I have a love-hate relationship with ‘Fidelio’. On the one hand, I think it is a whole lot of rubbish, but on the other hand, I love the overture. And the quartet in the first act – a heavenly piece of music, if performed well.
Harnoncourt (Teldec 4509-94560-2)
I particularly like the recording Nikolaus Harnoncourt made in 1995 with the Chamber Orchestra of Europe. Charlotte Margiono is a fantastic Leonore and Peter Seiffert (Florestan) sounds like a young god. Also the young (yes, make no mistake! Don Ferrando is young!) Bo Skovhus sings the noble minister in a very natural way.
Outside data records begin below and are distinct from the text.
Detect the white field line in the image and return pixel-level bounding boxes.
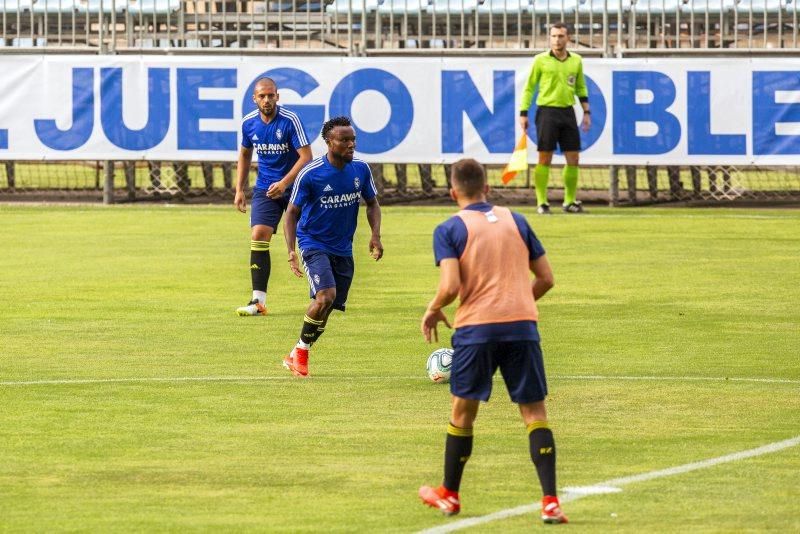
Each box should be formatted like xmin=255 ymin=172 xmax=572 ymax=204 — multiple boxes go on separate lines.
xmin=557 ymin=374 xmax=800 ymax=385
xmin=418 ymin=435 xmax=800 ymax=534
xmin=0 ymin=374 xmax=799 ymax=387
xmin=0 ymin=376 xmax=424 ymax=386
xmin=577 ymin=213 xmax=796 ymax=221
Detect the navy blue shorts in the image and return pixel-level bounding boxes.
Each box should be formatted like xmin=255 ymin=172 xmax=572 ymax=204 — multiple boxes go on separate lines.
xmin=250 ymin=188 xmax=289 ymax=229
xmin=450 ymin=340 xmax=548 ymax=404
xmin=300 ymin=249 xmax=354 ymax=312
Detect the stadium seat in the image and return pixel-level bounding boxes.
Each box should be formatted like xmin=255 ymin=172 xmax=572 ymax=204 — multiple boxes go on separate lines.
xmin=262 ymin=0 xmax=325 ymax=11
xmin=266 ymin=0 xmax=295 ymax=10
xmin=578 ymin=0 xmax=632 ymax=14
xmin=477 ymin=0 xmax=532 ymax=15
xmin=326 ymin=0 xmax=383 ymax=15
xmin=680 ymin=0 xmax=738 ymax=12
xmin=127 ymin=0 xmax=181 ymax=15
xmin=1 ymin=0 xmax=34 ymax=12
xmin=297 ymin=2 xmax=326 ymax=10
xmin=11 ymin=36 xmax=46 ymax=44
xmin=733 ymin=0 xmax=791 ymax=14
xmin=631 ymin=0 xmax=683 ymax=14
xmin=528 ymin=0 xmax=583 ymax=16
xmin=76 ymin=0 xmax=126 ymax=14
xmin=31 ymin=0 xmax=79 ymax=14
xmin=426 ymin=0 xmax=482 ymax=14
xmin=377 ymin=0 xmax=430 ymax=15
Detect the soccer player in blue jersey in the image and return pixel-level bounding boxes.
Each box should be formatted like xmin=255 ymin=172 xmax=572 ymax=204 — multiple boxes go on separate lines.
xmin=281 ymin=116 xmax=383 ymax=377
xmin=234 ymin=77 xmax=312 ymax=316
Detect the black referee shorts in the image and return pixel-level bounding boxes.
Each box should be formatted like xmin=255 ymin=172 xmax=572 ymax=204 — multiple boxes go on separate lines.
xmin=535 ymin=106 xmax=581 ymax=152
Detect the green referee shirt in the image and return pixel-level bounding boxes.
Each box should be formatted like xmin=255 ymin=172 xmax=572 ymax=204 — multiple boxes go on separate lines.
xmin=520 ymin=51 xmax=588 ymax=113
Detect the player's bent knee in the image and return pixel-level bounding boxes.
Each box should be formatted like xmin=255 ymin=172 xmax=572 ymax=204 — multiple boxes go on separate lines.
xmin=315 ymin=289 xmax=336 ymax=309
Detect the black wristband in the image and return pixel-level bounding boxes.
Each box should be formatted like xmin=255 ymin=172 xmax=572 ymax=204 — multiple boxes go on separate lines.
xmin=584 ymin=110 xmax=591 ymax=114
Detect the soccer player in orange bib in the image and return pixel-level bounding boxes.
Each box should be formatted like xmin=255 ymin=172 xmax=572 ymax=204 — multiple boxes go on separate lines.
xmin=418 ymin=158 xmax=567 ymax=524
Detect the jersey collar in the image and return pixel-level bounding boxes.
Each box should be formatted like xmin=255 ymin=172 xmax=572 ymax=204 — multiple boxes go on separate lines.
xmin=549 ymin=50 xmax=571 ymax=62
xmin=323 ymin=153 xmax=349 ymax=172
xmin=464 ymin=201 xmax=493 ymax=212
xmin=259 ymin=104 xmax=280 ymax=125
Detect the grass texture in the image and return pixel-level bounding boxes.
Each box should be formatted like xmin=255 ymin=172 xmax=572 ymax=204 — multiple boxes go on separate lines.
xmin=1 ymin=204 xmax=798 ymax=532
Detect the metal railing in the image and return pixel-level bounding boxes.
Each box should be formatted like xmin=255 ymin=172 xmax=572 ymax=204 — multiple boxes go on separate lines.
xmin=1 ymin=0 xmax=798 ymax=55
xmin=2 ymin=160 xmax=799 ymax=206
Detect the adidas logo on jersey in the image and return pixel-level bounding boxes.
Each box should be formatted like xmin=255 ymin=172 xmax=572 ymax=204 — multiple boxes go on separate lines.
xmin=252 ymin=134 xmax=259 ymax=141
xmin=323 ymin=184 xmax=333 ymax=192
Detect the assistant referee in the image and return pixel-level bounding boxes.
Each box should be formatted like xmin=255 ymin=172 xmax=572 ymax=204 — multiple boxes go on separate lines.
xmin=519 ymin=22 xmax=591 ymax=214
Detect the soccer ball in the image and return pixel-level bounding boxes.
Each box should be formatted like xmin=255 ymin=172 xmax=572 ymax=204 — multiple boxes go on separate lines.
xmin=426 ymin=348 xmax=453 ymax=384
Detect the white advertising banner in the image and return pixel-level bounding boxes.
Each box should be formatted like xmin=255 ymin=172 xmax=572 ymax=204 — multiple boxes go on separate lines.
xmin=0 ymin=55 xmax=798 ymax=165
Sergei Leiferkus (Don Pizarro) is also much more at home here than in Verdi’s operas.
I become a little sad when I see the names of László Polgár (Rocco) and Deon van der Walt (Jaquino) again: Polgár, a much beloved singer (not only in Amsterdam), died suddenly in September 2010. And Deon van der Walt was shot dead by his own father in November 2005 (who says life is not like opera?). The orchestra is very transparent and wonderfully light-hearted, something I enjoy very much.
Barenboim (Teldec 3984-25249-2)
Now you may say: Fidelio light-hearted? I want thunder and lightning! In that case, your choice should be Daniel Barenboim. Here, not only is the orchestra (Staatskapelle Berlin) of almost Wagnerian proportions, so are the singers: Waltraud Meier (Leonore), Plácido Domingo (Florestan), Falk Struckman (Don Pizarrro), René Pape (Rocco), Kwangchul Youn (Don Fernando).
On the other hand the roles of Jaquino (Werner Güra) and Marzelline (Soile Isokoski) are wonderfully lyrical (although more heavily cast than usual). The tempi are solid but never punishing, and Barenboim conducts with verve.